Donoghue raised a hand, using her other to pinch the bridge of her nose, grimacing.


“So. You were arguing over nothing, basically. As per usual.” Her glare left no part of her irritation to the imagination. “Who punched first?”


Both women were suddenly reluctant to speak, their arguments dried up. Donoghue looked from one to the other like a schoolteacher, anger blending with disappointment.


“Who hit first?” she demanded. “Come on!”


“I did,” Dawson muttered reluctantly.


“Of course you did,” Donoghue sighed. “But you threw the second, Petra?”


“I did,” Petra confirmed, sounding far prouder of herself than her counterpart.


“Then you’re both fucking stupid,” Donoghue snapped. She turned to pace a little, back and forth, fists clenched tightly, anger still plain on her face. “The war is over. And yeah, we all know how that’s likely to go, but right now it really is over. And we’re stuck together, for better or mostly worse. None of us want to be here, but we are, and while we are the least you can do is to stop trying to kill each other for the hell of it!” She was red with rage, Petra and Dawson both looking away, flushed themselves with embarrassment.


“If this happens again,” Donoghue continued, “then I will actually use my authority as a sergeant to come down on you like a ton of bricks.” She sighed, and for a moment her anger was gone, a deep sadness in its place of a kind Gideon had never seen from her before. “But I’ll let it go for now. For now only, understand? We’ve all had a day. We’re about to have another. But we’re in this together, like it or not. I don’t care if you like each other. You just have to work together.” She brought her voice back up to parade-pitch. “Are we clear?”


“Yes, sarge,” the two women mumbled. Donoghue glared.


“Yes, sarge!” the engineers repeated, louder, clearer, before the sergeant had to ask again.

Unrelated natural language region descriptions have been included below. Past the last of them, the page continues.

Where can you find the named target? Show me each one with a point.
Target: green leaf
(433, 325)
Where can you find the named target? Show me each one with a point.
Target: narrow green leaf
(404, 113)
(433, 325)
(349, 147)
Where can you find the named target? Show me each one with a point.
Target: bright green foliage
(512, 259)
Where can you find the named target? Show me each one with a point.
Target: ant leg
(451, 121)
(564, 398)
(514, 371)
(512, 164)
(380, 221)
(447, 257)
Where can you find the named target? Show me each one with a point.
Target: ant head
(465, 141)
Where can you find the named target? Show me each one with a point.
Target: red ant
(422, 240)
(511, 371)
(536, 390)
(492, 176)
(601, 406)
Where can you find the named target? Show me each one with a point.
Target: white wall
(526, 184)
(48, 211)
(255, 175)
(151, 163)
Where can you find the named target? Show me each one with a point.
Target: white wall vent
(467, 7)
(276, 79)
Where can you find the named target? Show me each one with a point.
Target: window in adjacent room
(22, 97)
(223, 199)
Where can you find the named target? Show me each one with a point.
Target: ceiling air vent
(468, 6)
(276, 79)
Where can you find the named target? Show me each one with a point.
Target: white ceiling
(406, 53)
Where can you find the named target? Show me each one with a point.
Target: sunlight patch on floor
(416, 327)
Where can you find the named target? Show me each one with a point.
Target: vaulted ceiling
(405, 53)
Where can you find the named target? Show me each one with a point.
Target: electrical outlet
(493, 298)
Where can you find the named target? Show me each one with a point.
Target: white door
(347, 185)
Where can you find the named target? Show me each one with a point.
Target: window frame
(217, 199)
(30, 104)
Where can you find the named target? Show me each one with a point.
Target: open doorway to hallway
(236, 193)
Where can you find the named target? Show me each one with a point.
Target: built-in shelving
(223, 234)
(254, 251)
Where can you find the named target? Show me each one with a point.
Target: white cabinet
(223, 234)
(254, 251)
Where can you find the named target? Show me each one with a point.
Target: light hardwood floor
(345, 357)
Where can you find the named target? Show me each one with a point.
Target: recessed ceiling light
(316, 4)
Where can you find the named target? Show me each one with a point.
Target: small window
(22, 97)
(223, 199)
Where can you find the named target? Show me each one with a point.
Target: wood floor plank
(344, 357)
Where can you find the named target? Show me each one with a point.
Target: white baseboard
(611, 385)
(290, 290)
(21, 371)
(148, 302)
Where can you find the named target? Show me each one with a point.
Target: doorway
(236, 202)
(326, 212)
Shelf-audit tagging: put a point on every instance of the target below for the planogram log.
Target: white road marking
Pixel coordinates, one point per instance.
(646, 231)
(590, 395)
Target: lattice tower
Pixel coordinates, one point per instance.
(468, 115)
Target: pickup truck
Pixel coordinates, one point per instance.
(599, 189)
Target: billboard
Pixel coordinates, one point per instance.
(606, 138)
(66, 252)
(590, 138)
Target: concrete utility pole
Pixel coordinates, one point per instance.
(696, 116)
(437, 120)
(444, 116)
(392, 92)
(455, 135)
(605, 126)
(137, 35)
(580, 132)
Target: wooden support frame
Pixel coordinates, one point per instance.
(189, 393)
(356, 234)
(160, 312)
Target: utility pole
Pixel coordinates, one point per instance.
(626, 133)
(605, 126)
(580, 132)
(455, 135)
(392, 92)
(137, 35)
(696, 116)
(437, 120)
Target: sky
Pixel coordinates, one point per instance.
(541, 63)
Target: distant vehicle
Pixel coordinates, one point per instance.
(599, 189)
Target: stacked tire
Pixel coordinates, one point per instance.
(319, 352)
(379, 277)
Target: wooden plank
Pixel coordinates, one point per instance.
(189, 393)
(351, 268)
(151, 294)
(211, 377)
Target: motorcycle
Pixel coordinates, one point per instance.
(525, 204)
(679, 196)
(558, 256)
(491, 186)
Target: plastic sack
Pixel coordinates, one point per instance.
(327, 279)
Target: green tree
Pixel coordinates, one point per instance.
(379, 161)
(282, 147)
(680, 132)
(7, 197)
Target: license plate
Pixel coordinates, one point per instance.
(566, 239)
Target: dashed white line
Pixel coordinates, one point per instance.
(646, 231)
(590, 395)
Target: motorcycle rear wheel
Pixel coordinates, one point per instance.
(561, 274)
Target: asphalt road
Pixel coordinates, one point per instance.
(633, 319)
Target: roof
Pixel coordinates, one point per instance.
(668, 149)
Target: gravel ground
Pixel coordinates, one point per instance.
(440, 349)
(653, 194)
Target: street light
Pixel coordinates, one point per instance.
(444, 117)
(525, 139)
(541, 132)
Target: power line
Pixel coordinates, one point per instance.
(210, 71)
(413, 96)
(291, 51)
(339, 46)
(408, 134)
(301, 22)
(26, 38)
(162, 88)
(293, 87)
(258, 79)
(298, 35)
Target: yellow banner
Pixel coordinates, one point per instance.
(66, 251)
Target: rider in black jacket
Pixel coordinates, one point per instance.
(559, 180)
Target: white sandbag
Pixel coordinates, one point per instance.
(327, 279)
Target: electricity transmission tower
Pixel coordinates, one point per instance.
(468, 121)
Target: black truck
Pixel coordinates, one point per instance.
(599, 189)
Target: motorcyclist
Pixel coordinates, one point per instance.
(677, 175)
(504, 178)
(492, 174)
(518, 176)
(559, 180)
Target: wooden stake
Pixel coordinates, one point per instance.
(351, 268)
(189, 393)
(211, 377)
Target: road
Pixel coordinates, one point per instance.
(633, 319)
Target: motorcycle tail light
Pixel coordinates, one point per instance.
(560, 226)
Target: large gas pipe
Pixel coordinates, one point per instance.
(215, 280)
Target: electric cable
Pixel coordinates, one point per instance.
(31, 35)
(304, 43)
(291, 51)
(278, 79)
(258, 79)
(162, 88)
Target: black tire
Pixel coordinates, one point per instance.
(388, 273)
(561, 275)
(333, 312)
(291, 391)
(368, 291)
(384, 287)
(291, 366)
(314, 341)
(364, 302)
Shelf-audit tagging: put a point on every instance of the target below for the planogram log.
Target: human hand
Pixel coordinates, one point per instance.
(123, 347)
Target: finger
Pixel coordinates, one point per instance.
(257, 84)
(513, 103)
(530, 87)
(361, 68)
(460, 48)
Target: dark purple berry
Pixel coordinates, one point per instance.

“Good,” Donoghue said curtly. “Now clean yourselves up, get the jeep ready to go, and then come and eat something. Handel should be nearly done by now.” At her nod, Yaxley released Petra and Dawson, silently walking away back down to the kitchen. Neither woman looked at the other, instead walking away in opposite directions, to lick their wounds and let their frustrations simmer privately. Collins looked at Gideon, shrugged, and went back to his drone, leaving Gideon and his sergeant alone. Donoghue’s fists were still clenched, as was her jaw, as she stared down at the floor. She said nothing. Knowing he would regret it, Gideon cleared his throat.


“Sarge? You ok?”


“Technician Gideon,” Donoghue replied, her voice simmering with rage, “I suggest you leave. Those two fuckwits aren’t the only ones who want to hit something right now.”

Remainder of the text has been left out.